Garage to V WA final @ Artrage Bakery, Perth (28/2/2007)
There are band comps and then there are band comps. And there are band comps that give your band the chance to play alongside artists like the Pixies, Gnarls Barkley and the Pet Shop Boys. Welcome to Garage to V, everyone.
From the hundreds of applications, four WA finalists were chosen to compete at the Bakery – The Flairz, The Government, The Plastik Scene and The Vans – for the right to represent their state at the national finals.
The first band on, The Vans, suffered from the inevitable case of opening band syndrome but, to their credit, did everything they could to counter that. The band’s most valuable asset is undoubtedly the voice of Ryan Harris, and it wasn’t until he put down the electric six-string and settled in on the acoustic that those vocals really showed their full potential. Stage left, Adelle Chylek assumed the Bez role for the night, introducing the band at every opportunity and, with her bass all but lost in the mix, was there as much for stage presence as she was for musical contribution. Midway through the band’s set, phones around the venue started buzzing, with Radioman appearing as a free download. Fitting, as the song was definitely a highlight of The Vans’ performance.
Following The Vans were The Plastik Scene, who, despite probably having the potential to be a great band on record, struggled to pull their weight on stage. The main selling point for this band is the concept itself – the combination of electronic sounds and conventional rock instruments – and when done properly this is the kind of music that could put Perth on the map.

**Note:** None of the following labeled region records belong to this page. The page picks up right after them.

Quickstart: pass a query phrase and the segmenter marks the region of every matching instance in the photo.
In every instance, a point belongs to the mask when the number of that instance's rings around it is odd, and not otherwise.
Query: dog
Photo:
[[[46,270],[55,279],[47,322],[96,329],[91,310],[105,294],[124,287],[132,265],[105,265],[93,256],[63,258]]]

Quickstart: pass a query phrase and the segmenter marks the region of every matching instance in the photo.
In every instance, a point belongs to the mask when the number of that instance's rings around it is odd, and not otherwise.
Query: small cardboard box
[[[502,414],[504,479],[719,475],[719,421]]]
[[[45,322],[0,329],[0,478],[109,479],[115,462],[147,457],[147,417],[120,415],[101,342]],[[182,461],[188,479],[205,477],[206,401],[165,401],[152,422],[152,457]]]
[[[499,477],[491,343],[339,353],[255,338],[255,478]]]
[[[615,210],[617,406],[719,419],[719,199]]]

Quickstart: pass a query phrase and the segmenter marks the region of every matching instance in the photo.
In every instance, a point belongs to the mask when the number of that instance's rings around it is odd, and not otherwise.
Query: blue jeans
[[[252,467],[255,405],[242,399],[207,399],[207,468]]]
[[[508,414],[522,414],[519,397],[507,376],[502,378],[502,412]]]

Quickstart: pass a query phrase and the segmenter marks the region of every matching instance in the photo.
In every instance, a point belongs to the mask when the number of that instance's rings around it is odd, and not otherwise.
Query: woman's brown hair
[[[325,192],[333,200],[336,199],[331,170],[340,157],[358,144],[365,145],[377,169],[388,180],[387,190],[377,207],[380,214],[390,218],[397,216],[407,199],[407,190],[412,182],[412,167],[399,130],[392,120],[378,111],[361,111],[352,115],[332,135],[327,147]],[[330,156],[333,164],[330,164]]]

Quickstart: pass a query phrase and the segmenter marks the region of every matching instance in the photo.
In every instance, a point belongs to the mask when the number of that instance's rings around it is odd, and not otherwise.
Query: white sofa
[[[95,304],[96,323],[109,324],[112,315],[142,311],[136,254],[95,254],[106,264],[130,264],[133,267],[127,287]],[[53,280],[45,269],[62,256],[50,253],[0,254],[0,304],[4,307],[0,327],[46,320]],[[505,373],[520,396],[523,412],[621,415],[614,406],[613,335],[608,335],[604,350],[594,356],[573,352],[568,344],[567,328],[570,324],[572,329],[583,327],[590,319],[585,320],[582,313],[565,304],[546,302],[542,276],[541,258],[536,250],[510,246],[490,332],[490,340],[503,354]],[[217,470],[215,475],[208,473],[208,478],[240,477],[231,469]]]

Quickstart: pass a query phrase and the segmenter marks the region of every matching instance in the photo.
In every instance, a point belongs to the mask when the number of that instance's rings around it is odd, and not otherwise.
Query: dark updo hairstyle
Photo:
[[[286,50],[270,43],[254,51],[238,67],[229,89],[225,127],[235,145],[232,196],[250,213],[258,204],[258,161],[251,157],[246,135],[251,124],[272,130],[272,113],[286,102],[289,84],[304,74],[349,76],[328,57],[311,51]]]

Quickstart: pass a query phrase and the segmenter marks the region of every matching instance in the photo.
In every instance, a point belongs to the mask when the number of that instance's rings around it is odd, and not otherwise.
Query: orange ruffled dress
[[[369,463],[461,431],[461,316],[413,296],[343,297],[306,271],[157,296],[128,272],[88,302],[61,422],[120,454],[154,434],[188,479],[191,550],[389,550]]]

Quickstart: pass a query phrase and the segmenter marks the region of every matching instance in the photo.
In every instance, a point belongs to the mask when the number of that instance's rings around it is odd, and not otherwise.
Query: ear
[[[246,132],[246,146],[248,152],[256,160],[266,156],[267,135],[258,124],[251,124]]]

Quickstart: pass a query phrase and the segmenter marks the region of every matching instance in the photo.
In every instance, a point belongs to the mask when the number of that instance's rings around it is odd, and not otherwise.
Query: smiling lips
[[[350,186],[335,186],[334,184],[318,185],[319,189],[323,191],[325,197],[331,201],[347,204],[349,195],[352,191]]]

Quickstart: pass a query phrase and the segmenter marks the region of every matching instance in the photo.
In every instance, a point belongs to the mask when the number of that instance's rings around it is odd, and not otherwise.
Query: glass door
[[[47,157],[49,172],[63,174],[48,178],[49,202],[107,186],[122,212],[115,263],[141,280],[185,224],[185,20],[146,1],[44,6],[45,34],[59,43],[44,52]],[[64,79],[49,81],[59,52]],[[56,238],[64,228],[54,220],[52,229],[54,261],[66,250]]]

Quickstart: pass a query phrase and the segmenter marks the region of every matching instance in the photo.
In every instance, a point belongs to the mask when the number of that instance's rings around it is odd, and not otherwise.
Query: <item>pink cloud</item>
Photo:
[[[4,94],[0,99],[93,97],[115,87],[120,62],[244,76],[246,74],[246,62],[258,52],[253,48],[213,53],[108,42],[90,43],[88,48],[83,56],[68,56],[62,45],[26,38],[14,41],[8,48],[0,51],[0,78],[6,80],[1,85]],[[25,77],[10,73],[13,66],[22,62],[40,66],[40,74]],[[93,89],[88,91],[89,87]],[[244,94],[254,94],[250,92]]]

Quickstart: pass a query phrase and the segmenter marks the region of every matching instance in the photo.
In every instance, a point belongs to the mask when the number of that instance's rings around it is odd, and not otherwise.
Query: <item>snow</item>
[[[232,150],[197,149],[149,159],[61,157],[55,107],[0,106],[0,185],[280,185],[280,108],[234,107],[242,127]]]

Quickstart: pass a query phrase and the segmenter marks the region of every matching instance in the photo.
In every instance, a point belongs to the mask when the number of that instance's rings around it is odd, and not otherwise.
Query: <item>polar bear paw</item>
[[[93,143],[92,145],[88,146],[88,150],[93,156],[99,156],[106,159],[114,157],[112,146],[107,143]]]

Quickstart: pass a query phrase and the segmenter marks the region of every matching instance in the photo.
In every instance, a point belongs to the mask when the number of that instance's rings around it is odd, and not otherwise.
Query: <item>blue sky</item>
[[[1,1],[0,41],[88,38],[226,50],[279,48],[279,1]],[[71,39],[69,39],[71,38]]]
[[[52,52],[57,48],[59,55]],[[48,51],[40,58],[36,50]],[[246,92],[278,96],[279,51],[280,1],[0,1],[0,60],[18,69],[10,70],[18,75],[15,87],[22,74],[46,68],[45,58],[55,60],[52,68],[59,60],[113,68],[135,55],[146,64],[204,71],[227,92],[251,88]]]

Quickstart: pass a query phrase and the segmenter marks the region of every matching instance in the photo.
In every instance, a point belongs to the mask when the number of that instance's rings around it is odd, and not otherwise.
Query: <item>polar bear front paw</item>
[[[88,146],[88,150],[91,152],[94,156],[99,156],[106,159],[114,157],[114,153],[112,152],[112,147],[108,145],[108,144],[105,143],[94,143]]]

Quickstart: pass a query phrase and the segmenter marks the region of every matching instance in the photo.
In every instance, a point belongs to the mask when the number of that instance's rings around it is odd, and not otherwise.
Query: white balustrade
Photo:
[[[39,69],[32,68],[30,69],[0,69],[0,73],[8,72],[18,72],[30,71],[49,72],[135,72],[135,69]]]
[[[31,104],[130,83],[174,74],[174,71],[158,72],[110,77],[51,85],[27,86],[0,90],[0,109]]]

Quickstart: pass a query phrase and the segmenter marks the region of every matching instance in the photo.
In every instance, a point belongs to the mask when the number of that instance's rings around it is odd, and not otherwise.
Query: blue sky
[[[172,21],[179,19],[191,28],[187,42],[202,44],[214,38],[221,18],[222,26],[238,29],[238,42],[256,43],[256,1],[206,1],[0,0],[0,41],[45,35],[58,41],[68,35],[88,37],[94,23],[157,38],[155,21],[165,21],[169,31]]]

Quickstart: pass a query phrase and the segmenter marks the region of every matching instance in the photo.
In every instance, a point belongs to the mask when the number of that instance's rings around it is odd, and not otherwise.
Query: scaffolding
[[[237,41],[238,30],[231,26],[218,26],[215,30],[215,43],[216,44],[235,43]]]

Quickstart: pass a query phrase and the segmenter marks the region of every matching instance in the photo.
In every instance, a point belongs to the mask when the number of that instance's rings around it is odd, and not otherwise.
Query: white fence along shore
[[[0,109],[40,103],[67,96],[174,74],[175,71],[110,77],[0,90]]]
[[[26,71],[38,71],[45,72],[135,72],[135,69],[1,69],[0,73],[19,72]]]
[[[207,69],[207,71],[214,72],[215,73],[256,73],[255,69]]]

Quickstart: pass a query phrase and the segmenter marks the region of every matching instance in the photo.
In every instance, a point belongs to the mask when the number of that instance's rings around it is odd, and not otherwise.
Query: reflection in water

Though the rhythm section is probably the strongest all night, The Plastik Scene’s performance offered nothing that a well-produced EP couldn’t. The Massive Attack-slash-Moby-slash-Bjork vibe failed to come to life, leaving too many what-ifs.
The Flairz offered the opposite. With no real concept at all, The Flairz are all about the live show and plain old-fashioned rock and or roll. Still in their early teens, co-lead singers Dion and John Mariani are as experienced as any other musician playing on the night and they proved this for the duration of their set. As far as the performance element went, they barely put a foot wrong. There were the obligatory R&R poses, the centimetre-perfect tempo changes from drummer Scarlett Stevens and the cooler-than-thou presence of the band’s new addition, Georgia Wilkinson on bass. The best and worst thing about the Flairz is the novelty of it all, and that is something will be keen to escape. Though they are a quality band in their own right and more talented than most people double, nay, triple, their age, every one of their four songs came off as a cut-and-paste from the bands they’ve grown up listening to.
The final band to grace the stage was The Government, who teased the crowd with a drawn-out reverb-heavy intro before launching full-pelt into the Breeders and Hole-inspired sound that shall be known as ‘fuck me boots’ from here on in. Though frontperson Jenna Hardie has the face of a young Polly Jean, her vocals drew so much more from Kim Deal’s trademark style, while the sounds coming from bassist Sarah Norton, guitarist Anthony Chiovitti and drummer Chris Howe owe a lot to all those early-1990s bands from Seattle. But any band that wants to take their music out of the garage (and to V, evidently) needs the presence and image, as well as the sound. Though the eventual winners didn’t quite match the style and swagger of The Flairz, the band couple the sex appeal of their music with the sex appeal of their stage presence – just like Ms Love, Ms Deal and Ms Harvey.
As the judges conferred, The Silents provided the soundtrack to a venue full of anticipation. As one of Perth’s brightest hopes, The Silents have developed a strong reputation and won’t need to worry about winning slots at festivals – they’ll have offers pouring in as soon as their debut album hits shelves. At this show though, The Silents are little more than intermission music to the other bands’ fans, as punters and bands alike sat nervously awaiting the outcome. The retro-rock four-piece pulled together newer tracks (Ophelia, There’s No Future) as well as their ever-growing stash of ‘old favourites’ – including Triple J staple Nightcrawl and Little People.
With all the ‘there can only be one winner’ clichíƒÂ©s put aside, the verdict was about as accurate as possible. The Flairz will have no trouble winning fans as they continue to grow, The Plastik Scene will no doubt find their feet in the studio and The Vans will convert the masses once they can record a dozen songs as good as Radioman. But The Government are now just one gig away from the biggest break of all.